Les séismes au Venezuela font 929 morts et 3 360 blessés ; l'UE déploie des équipes de secours alors que les recherches de disparus se poursuivent
Deux séismes de magnitude 7,2 et 7,5 ont frappé le Venezuela le 24 juin, tuant au moins 929 personnes et en blessant 3 360, selon les autorités. Des dizaines de milliers de personnes sont toujours portées disparues, et le bilan devrait s'alourdir à mesure que les opérations de secours s'intensifient.
Les deux séismes
Mercredi 24 juin, deux puissants séismes de magnitude 7,2 et 7,5 ont frappé le Venezuela à 38 secondes d'intervalle. L'épicentre se trouvait à environ 200 kilomètres de Caracas, mais les secousses ont causé de graves dégâts dans l'État côtier de La Guaira et dans la capitale. Plus de 20 répliques ont suivi, nivelant des dizaines de bâtiments et perturbant des infrastructures critiques, notamment des hôpitaux.
- Premier séisme
- 7.2 magnitude
- Deuxième séisme
- 7.5 magnitude
Bilan des morts et disparus
Vendredi 26 juin, le bilan officiel s'élevait à 929 morts et 3 360 blessés. Le gouvernement vénézuélien a prévenu que les chiffres continueraient d'augmenter à mesure que les équipes de secours atteindraient des zones plus reculées. L'ONU a indiqué que plus de 50 000 personnes étaient portées disparues, tandis que les autorités locales décrivaient des centaines de personnes non localisées. La communauté portugaise a été durement touchée : au moins 28 ressortissants et descendants portugais ont été tués, et 85 restent portés disparus.
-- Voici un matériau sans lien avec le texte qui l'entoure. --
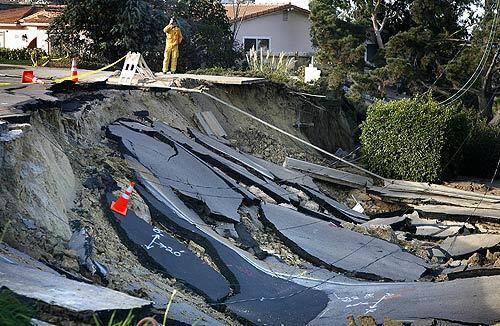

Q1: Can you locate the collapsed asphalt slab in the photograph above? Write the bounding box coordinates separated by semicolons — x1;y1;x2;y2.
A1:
154;122;292;203
108;123;243;222
134;179;328;325
435;234;500;258
308;276;500;326
245;154;319;191
189;129;274;179
261;204;429;281
0;244;152;314
108;195;230;302
300;186;370;224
Recherche, sauvetage et aide internationale
Les brigades de pompiers de Caracas ont fouillé les décombres, extrayant des survivants des structures effondrées. Une vidéo largement partagée montrait des pompiers extrayant un chien des gravats, un sauveteur écrivant « Chaque vie compte ». Le Portugal et sept autres pays de l'Union européenne ont annoncé l'envoi d'équipes de recherche et de sauvetage au Venezuela. La Chambre de commerce portugaise du Venezuela a mis en place des points de collecte de dons dans tout le Portugal, de Braga à Madère, pour recueillir de la nourriture, des vêtements et du matériel médical.
C'est comme si une bombe atomique était tombée ici. Les images sont horrifiantes.
Jhonny Gamez Lopes, président de la chambre, était rentré au Portugal la veille de la catastrophe. Il a perdu des amis et des collègues ; les survivants à qui il a parlé ont « perdu absolument tout : ils n'ont ni maison, ni vêtements, rien ».
Une naissance dans les décombres
À La Guaira, une femme a commencé à accoucher alors qu'elle était piégée sous les décombres d'un immeuble effondré. Des secouristes et des bénévoles ont improvisé un espace d'accouchement éclairé uniquement par les lampes torches des téléphones, l'aidant à donner naissance avant que la mère et le bébé ne soient transférés à l'hôpital. Ce moment, capturé en vidéo, a offert une rare note d'espoir au milieu de la destruction.
Une famille toujours piégée
Manuel Sardinha, un employé de supermarché portugais à La Guaira, était au travail lorsque les séismes ont frappé. Sept de ses proches se trouvaient dans leur immeuble. Son fils a été sorti des décombres dans la nuit, mais les autres sont restés sous les gravats, y compris sa petite-fille de sept ans.
Il y a un sentiment étrange à pouvoir perdre un nombre raisonnable de membres de sa famille. Mon fils a réussi à se réfugier dans un coin de l'appartement, mais les six autres personnes étaient près des fenêtres. Ils ont peut-être subi des blessures graves qui, dans le pire des cas, pourraient entraîner la mort.
La femme de Sardinha s'était rendue à Caracas ce jour-là et n'est revenue qu'après 20 heures, apprenant la tragédie à son arrivée à La Guaira. Alors que des générateurs alimentaient les opérations de recherche, la famille attendait des nouvelles qui ne venaient jamais rapidement.